They tried, they stayed there for another three weeks, but they never played another show out there. I didn't want to deal with any craziness anymore, and just wanted some stability. Who knows what would've happened if I didn't quit the band? Maybe we would've carried on, maybe we just would've continued to self-destruct and something worse would've happened. It left such a sour taste in my mouth that even after all the great experiences, I just didn't want to do it again. Instead I started working with my uncle as a mechanic—I did that full-time for about two years before I went back to school." Slipping away from band life, Alvord went on to forge a successful career that was at a considerable remove from his rock n' roll past, though he couldn't quite keep his inner metalhead at bay.
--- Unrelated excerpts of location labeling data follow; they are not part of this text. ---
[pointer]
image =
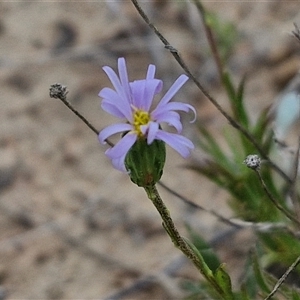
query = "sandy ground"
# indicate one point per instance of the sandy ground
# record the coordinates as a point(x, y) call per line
point(72, 227)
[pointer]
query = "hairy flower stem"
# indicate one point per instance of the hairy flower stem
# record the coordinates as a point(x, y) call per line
point(181, 243)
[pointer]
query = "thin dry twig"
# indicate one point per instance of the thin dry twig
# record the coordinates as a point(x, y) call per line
point(232, 122)
point(275, 202)
point(283, 278)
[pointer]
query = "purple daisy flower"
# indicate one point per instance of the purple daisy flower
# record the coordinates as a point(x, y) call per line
point(132, 102)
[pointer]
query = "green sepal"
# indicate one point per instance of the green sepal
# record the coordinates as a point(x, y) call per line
point(145, 162)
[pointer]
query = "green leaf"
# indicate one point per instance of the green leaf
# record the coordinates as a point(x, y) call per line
point(208, 254)
point(224, 281)
point(259, 276)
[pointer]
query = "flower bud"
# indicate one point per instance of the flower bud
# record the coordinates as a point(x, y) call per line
point(145, 162)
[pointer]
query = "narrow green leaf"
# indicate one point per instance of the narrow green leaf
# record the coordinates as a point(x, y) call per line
point(224, 281)
point(259, 276)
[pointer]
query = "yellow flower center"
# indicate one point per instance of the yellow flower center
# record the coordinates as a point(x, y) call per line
point(140, 118)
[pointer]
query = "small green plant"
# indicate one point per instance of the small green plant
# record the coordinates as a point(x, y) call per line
point(258, 188)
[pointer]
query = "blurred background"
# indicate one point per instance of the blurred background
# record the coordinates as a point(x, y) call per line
point(72, 227)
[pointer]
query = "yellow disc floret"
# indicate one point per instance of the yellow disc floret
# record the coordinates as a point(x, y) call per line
point(140, 118)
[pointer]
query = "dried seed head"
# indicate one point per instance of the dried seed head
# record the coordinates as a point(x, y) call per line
point(58, 91)
point(252, 161)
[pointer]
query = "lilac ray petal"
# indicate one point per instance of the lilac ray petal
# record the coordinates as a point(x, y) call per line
point(119, 163)
point(178, 142)
point(122, 147)
point(124, 77)
point(144, 129)
point(180, 81)
point(172, 118)
point(113, 98)
point(112, 109)
point(113, 129)
point(143, 92)
point(151, 72)
point(117, 108)
point(114, 80)
point(152, 130)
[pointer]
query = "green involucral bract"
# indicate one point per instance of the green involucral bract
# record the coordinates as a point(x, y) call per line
point(145, 162)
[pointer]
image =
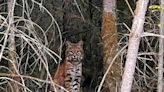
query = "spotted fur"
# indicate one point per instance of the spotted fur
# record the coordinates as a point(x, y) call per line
point(68, 75)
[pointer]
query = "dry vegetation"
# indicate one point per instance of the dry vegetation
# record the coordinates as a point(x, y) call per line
point(40, 33)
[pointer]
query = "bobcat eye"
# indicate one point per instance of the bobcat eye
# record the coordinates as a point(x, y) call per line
point(70, 52)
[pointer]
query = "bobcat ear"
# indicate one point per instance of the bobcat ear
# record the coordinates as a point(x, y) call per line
point(80, 43)
point(68, 43)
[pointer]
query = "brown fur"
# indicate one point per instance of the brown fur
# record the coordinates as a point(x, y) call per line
point(68, 75)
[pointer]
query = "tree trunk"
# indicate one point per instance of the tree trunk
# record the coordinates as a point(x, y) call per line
point(12, 49)
point(109, 40)
point(161, 48)
point(134, 40)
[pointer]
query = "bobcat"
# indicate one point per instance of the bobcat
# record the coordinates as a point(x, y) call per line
point(68, 74)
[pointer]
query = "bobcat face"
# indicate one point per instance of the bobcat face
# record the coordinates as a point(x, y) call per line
point(74, 51)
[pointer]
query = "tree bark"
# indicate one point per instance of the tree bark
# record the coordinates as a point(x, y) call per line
point(109, 40)
point(134, 40)
point(12, 48)
point(161, 48)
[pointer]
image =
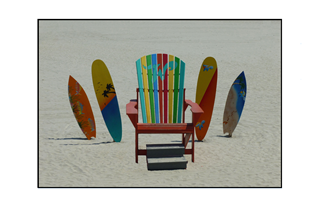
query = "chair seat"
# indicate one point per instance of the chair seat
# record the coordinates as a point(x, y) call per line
point(165, 128)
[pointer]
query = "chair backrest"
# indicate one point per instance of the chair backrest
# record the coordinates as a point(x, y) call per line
point(161, 88)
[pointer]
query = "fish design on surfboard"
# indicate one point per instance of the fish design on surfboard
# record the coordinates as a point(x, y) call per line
point(107, 99)
point(234, 104)
point(205, 94)
point(81, 108)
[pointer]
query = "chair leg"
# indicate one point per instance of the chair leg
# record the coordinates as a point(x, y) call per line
point(136, 150)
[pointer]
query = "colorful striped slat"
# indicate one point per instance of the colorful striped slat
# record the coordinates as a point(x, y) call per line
point(181, 91)
point(176, 89)
point(155, 86)
point(149, 68)
point(161, 86)
point(140, 82)
point(145, 85)
point(171, 67)
point(165, 88)
point(160, 78)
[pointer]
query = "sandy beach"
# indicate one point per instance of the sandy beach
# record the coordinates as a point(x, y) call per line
point(251, 158)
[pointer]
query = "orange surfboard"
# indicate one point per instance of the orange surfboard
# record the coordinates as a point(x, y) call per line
point(81, 108)
point(205, 94)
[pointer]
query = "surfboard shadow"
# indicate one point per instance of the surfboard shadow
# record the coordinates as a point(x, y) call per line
point(73, 138)
point(188, 142)
point(224, 136)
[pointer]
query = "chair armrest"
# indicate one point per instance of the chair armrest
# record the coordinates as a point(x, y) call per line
point(132, 111)
point(195, 109)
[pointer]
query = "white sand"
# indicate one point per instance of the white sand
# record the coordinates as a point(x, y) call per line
point(252, 158)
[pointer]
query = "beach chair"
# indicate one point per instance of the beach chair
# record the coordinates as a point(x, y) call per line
point(162, 97)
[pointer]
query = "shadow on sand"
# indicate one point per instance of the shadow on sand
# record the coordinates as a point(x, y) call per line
point(224, 136)
point(77, 138)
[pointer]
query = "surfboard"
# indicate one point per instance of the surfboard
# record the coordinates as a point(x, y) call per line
point(81, 108)
point(205, 94)
point(234, 104)
point(107, 99)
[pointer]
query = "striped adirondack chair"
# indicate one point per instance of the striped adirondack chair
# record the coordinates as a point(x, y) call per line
point(162, 98)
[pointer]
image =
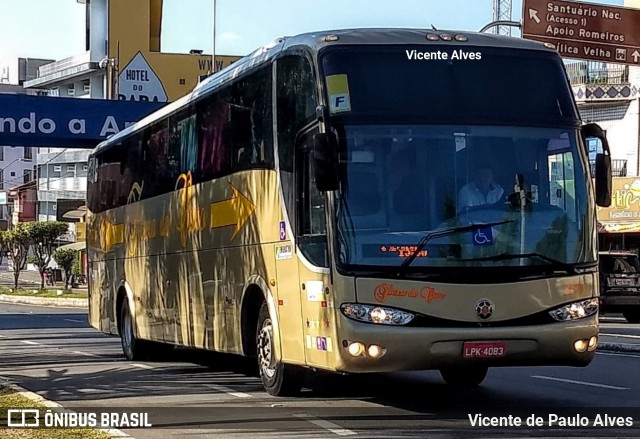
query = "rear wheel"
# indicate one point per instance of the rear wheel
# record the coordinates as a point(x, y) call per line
point(132, 347)
point(278, 379)
point(464, 377)
point(632, 316)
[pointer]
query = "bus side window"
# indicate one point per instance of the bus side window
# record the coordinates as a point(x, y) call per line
point(296, 101)
point(312, 233)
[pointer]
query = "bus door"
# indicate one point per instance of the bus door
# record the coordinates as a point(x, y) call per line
point(313, 259)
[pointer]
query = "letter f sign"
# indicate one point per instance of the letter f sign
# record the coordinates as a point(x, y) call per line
point(340, 102)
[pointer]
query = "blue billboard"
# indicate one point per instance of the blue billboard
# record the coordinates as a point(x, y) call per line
point(66, 122)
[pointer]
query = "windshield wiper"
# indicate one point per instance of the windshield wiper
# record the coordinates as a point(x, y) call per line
point(445, 232)
point(506, 256)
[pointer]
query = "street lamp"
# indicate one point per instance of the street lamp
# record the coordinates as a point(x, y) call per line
point(7, 205)
point(213, 52)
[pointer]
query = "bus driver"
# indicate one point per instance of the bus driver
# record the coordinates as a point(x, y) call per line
point(482, 190)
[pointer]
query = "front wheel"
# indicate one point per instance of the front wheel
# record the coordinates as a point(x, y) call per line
point(464, 377)
point(632, 316)
point(278, 379)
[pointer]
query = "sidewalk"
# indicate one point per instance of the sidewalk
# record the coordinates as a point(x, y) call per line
point(31, 280)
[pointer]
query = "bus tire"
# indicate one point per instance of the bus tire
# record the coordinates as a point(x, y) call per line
point(278, 379)
point(632, 316)
point(464, 377)
point(132, 347)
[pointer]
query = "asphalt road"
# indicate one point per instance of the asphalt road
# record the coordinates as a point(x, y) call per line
point(54, 353)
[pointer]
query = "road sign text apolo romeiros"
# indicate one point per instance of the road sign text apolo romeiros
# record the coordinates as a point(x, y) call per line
point(585, 30)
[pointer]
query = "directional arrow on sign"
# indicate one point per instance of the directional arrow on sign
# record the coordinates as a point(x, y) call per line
point(533, 15)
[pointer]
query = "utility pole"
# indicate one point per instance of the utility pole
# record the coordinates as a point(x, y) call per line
point(502, 12)
point(213, 51)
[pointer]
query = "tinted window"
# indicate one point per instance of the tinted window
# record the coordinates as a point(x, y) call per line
point(619, 264)
point(228, 131)
point(296, 104)
point(235, 127)
point(504, 86)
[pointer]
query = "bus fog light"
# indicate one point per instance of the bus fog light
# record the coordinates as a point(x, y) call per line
point(580, 345)
point(381, 315)
point(356, 349)
point(378, 315)
point(376, 351)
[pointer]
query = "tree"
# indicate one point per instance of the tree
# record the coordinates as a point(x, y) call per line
point(18, 242)
point(43, 236)
point(66, 259)
point(3, 245)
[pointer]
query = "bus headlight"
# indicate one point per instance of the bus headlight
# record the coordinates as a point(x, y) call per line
point(575, 310)
point(382, 315)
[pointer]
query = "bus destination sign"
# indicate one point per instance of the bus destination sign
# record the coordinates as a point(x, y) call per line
point(585, 30)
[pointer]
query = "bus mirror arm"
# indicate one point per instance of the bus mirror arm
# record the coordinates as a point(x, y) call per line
point(322, 114)
point(603, 164)
point(325, 161)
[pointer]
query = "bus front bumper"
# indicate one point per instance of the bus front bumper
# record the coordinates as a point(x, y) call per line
point(420, 348)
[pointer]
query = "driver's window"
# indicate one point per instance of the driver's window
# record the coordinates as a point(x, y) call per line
point(562, 183)
point(312, 232)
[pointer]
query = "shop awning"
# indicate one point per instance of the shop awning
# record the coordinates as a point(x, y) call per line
point(81, 245)
point(614, 227)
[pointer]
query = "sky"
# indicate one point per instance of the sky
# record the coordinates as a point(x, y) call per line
point(54, 29)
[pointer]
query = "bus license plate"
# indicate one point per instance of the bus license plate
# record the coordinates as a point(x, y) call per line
point(481, 349)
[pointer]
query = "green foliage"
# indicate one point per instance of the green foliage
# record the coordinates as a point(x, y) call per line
point(76, 270)
point(18, 240)
point(46, 232)
point(65, 258)
point(43, 236)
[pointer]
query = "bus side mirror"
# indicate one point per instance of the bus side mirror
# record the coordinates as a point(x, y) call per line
point(325, 161)
point(603, 164)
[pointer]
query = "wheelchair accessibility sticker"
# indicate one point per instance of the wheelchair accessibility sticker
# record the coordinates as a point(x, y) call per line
point(483, 236)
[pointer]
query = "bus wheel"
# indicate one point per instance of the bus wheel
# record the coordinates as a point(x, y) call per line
point(133, 348)
point(632, 316)
point(464, 377)
point(278, 379)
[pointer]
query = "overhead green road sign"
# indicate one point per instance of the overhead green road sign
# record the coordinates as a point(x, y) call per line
point(585, 30)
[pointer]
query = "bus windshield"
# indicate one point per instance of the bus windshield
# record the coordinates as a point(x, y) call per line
point(502, 87)
point(432, 145)
point(400, 182)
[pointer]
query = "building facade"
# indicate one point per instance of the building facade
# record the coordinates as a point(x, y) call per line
point(17, 163)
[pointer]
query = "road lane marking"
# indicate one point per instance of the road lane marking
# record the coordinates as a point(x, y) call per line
point(329, 426)
point(86, 354)
point(143, 366)
point(228, 391)
point(619, 335)
point(612, 354)
point(584, 383)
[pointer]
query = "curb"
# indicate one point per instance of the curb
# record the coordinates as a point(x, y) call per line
point(112, 432)
point(45, 301)
point(619, 347)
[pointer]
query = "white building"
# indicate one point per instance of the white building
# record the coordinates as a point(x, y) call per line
point(17, 163)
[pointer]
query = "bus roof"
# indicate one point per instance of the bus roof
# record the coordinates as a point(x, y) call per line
point(315, 41)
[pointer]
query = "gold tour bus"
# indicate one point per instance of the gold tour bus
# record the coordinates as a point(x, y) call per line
point(364, 200)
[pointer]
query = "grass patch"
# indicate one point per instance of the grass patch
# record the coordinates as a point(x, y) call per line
point(35, 292)
point(10, 399)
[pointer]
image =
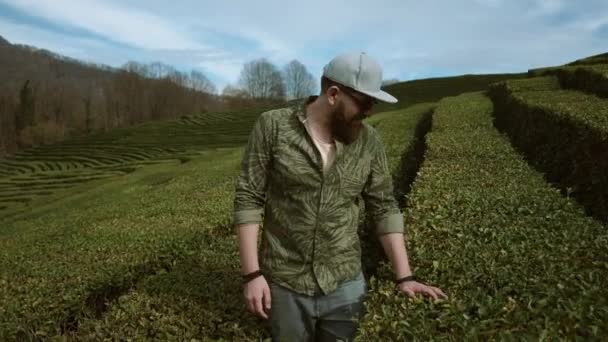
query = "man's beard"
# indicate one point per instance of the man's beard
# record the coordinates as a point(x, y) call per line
point(342, 130)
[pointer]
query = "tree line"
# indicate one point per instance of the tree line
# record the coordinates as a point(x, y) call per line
point(46, 97)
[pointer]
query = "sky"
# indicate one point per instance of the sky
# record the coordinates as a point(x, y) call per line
point(410, 39)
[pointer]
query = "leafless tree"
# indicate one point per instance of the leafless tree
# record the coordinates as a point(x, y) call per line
point(298, 81)
point(262, 80)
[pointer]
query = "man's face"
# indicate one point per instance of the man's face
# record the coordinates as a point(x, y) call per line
point(349, 112)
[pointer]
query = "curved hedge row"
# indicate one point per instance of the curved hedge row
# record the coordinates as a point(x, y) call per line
point(517, 259)
point(563, 133)
point(201, 298)
point(61, 263)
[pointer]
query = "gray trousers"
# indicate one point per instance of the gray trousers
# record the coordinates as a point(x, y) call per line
point(331, 317)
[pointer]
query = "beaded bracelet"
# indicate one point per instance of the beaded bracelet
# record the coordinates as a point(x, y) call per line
point(249, 277)
point(404, 279)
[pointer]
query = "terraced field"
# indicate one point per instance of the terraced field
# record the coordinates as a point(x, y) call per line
point(504, 195)
point(46, 170)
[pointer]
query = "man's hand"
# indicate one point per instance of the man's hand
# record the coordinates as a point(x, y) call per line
point(257, 297)
point(411, 288)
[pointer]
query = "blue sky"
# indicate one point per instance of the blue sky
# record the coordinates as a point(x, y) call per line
point(410, 39)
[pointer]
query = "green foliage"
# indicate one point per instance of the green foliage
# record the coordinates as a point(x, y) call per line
point(433, 89)
point(517, 260)
point(564, 133)
point(24, 116)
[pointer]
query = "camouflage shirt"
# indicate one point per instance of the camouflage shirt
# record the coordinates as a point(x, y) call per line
point(310, 218)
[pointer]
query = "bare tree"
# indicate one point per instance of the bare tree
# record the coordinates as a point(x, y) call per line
point(262, 80)
point(198, 81)
point(298, 81)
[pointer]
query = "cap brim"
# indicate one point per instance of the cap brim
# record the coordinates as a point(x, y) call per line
point(380, 95)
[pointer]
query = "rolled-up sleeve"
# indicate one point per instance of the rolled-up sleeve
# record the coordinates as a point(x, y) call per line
point(250, 192)
point(380, 202)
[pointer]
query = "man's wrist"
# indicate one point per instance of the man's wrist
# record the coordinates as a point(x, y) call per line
point(407, 278)
point(250, 276)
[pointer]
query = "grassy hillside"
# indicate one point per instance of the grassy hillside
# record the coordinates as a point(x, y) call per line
point(128, 235)
point(433, 89)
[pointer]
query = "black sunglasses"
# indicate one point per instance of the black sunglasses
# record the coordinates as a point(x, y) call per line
point(365, 103)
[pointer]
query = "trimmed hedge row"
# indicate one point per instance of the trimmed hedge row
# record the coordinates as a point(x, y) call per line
point(590, 79)
point(517, 260)
point(60, 265)
point(563, 133)
point(201, 297)
point(402, 134)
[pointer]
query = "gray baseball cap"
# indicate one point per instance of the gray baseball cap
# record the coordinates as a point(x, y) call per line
point(360, 72)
"When I started my career my hair was still super long," he chuckles. "I was told I had to cut it within my three-month probation period or they'd fire me. So what I ended up doing was getting a wig, and I wore it to work for about ten months so I could keep my long hair." As time marched on and Holy Terror's star continued to rise, Alvord has found himself drawn back within heavy metal's orbit, excavating archive material for Holy Terror reissues (one serving as a tribute to the sadly-deceased Keith Deen), and making a return to playing and performing with the aptly-named Mindwars.

"What else am I gonna do?" he asks. "Sit around watching re-runs of I Love Lucy in my rocking chair? You gotta do something more fun than that!"